Synopsis plutôt alléchant pour un film au potentiel certain dans sa possibilité d'analyser et décortiquer les rapports sociaux. Qu'en est il ? Pour être honnête, la déception fut grande. La faute peut-être au fait que j'en attendais trop ? Difficile à dire mais on ne peut cacher que Terreur Express souffre de défauts forts gênants alors que tout démarrait sur les chapeaux de roue. Ainsi, le film, dans son intensité, peut se distinguer en 2 parties d'une durée relativement similaire.

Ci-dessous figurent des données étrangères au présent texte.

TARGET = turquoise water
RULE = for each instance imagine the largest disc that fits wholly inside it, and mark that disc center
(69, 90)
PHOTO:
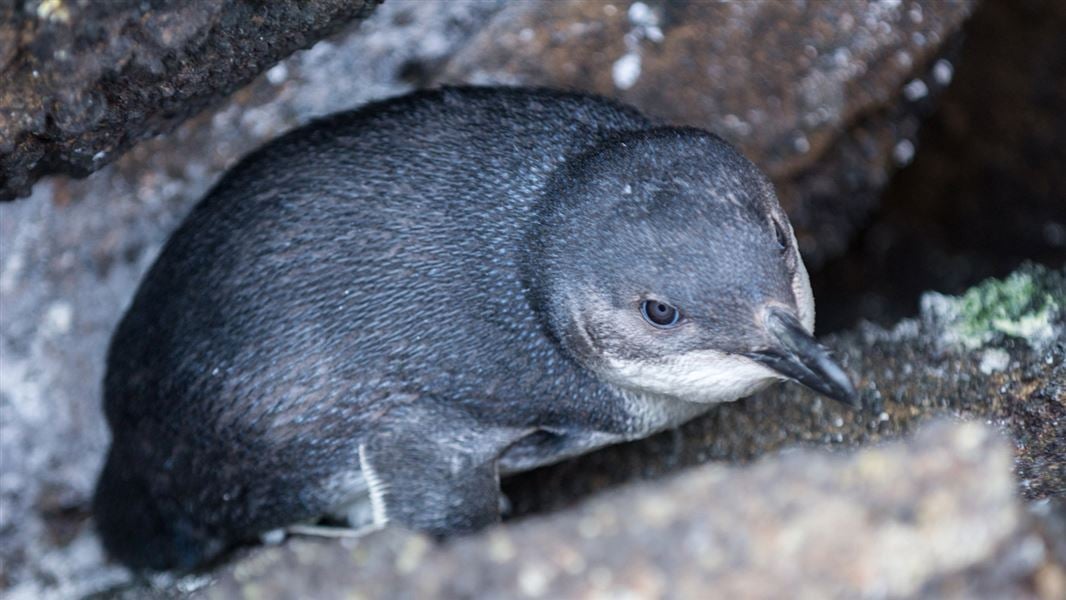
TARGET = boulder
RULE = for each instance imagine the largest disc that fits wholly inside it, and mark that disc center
(825, 97)
(933, 516)
(81, 82)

Dès le départ, on accroche quasi instantanément avec un récit qui nous met d'emblée de jeu dans l'action sur les quais d'embarquement où nos 3 lascars se montreront insupportables avec une jeune femme au téléphone. Pas de chance pour elle et pour les voyageurs ayant eu la bonne idée d'aller en Allemagne cette nuit-ci, ces 3 lascars seront du voyage et n'hésiteront pas très vite à se faire remarquer. A ce niveau, le cinéaste sait planter de manière efficace son décor en mettant en place une atmosphère oppressante et anxiogène saupoudrée d'un climat de malaise retranscrit de manière très réaliste.
Mieux encore, Baldiélude tout manichéisme dans les rapports victimes/tortionnaires car ceux-ci se montreront tout autant mauvais et malsains que les 3 voyous. Bref, il n'y a aucun gentil et tous sont à mettre dans le même sac. Une analyse sociale se met en place en dénoncant la face cachée de personnes en apparence normale avec d'un côté un policier antipathique, un père aux pulsions pédophiles envers sa propre fille ou encore un mari trompeur et un financier aimant descendre psychologiquement son secrétaire. Difficile d'éprouver de la sympathie pour tous ces personnages méprisants et trompeurs et c'est un point positif qu'il faut souligner car cela renforcera l'austérité de ce long-métrage étouffant le spectateur et le mettant mal à l'aise dans ce train de la dépravation.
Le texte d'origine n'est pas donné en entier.